Full Frontal (2002)
Voll frontal
Full Frontal (2002) Voll frontal
Oder: 100 Minuten verrücktes Hollywood
Diese inoffizielle Nachfolger von "Sex, Lies and Videotapes" zeigt dem Zuschauer einen Tag im Leben von sieben Personen im Filmbusiness. Linda (Mary McCormack) ist eine Masseuse und sucht den Mann für's Leben. Nachdem sie jedoch dem Produzenten Gus (David Duchovny) eine Massage der speziellen Art verpassen muss, scheint auch sie in eine delikate Situation zu geraten.
Der Superstar Francesca (Julia Roberts) muss einen Film mit einem Neuling drehen. Filmjournalist Carl (David Hyde Pierce) wird gefeuert und seine Frau will sich von ihm trennen.
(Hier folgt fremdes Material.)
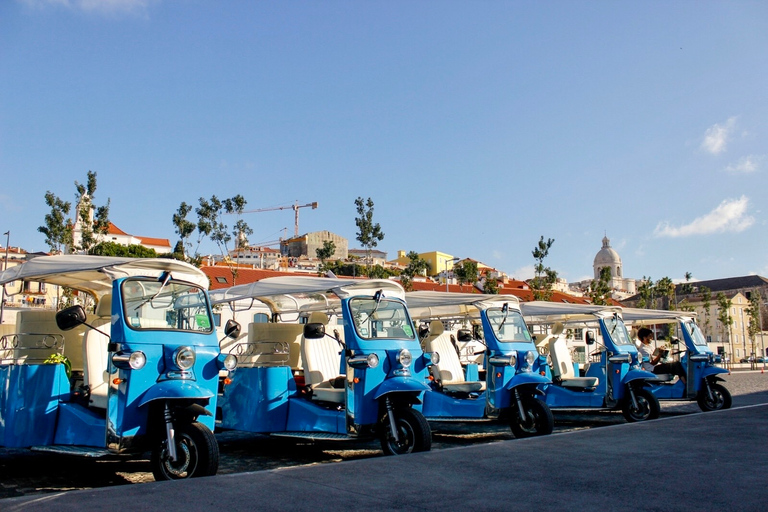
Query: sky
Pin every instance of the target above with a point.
(475, 127)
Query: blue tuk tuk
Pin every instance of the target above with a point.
(513, 373)
(324, 359)
(613, 379)
(137, 375)
(698, 361)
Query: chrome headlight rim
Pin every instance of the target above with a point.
(184, 357)
(137, 360)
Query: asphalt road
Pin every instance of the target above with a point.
(24, 473)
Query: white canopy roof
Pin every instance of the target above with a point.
(426, 304)
(548, 312)
(636, 316)
(289, 293)
(94, 274)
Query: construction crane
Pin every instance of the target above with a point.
(295, 207)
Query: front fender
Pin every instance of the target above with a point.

"Hitler" (Nicky Katt) verkörpert diesen deutschen Herrn auf eine ausgefallene Weise in einem kleinen Theater und bringt damit den Regisseur des Stücks in arge Verlegenheit. Zumal sich dieser auf ein Wochenende mit einer Internet-Bekanntschaft vorbereitet... Und dann taucht auch noch Brad Pitt auf...
All diese Figuren (und noch einige mehr) treffen auf einer Geburtstagsparty aufeinander. Und da geht's drunter und drüber...
Kinofilm-Rating
1989 "schockte" der Regisseur Steven Soderbergh mit einem Werk die Filmwelt. Sex, Lies and Videotapes machte riesigen Wirbel. Der Film wurde auch diverse Male ausgezeichnet. Nun, nachdem Soderbergh mit Ocean's Eleven einen Blockbuster gedreht hatte, macht er sich hier wieder an einen Low-Budget-Film, welcher die inoffizielle Fortsetzung seines Erstlings sein soll. Mit einem Minimalbudget von 2 Mio Dollar, konnte der Regisseur trotzdem namhafte Stars wie Julia Roberts, Brad Pitt (in einem Cameo-Auftritt) oder "Agent Mulder" David Duchovny verpflichten. Sie verzichteten auf ihre horrenden Gagen und dieses "Experiment" wird hier gezeigt. In 18 Tagen wurde der Film abgedreht und keine Szene wurde wiederholt. Darauf bestand der Regisseur. So musste alles im ersten Anlauf sitzen... Mal schauen, was es so hergibt, das Filmchen...
Also, eines vorne weg. Full Frontal ist kein Film mit einer Story, Action oder Special-Effects. Full Frontal ist kleines, aber feines Schauspieler-Kino, das verschiedene Geschichten erzählt und man sollte schon bei der Sache sein, damit man die Anspielungen, die verschiedenen Geschichten und die Hintergründe (Cameos von bekannten Schauspielern wie Jonathan Pryce) verstehen kann.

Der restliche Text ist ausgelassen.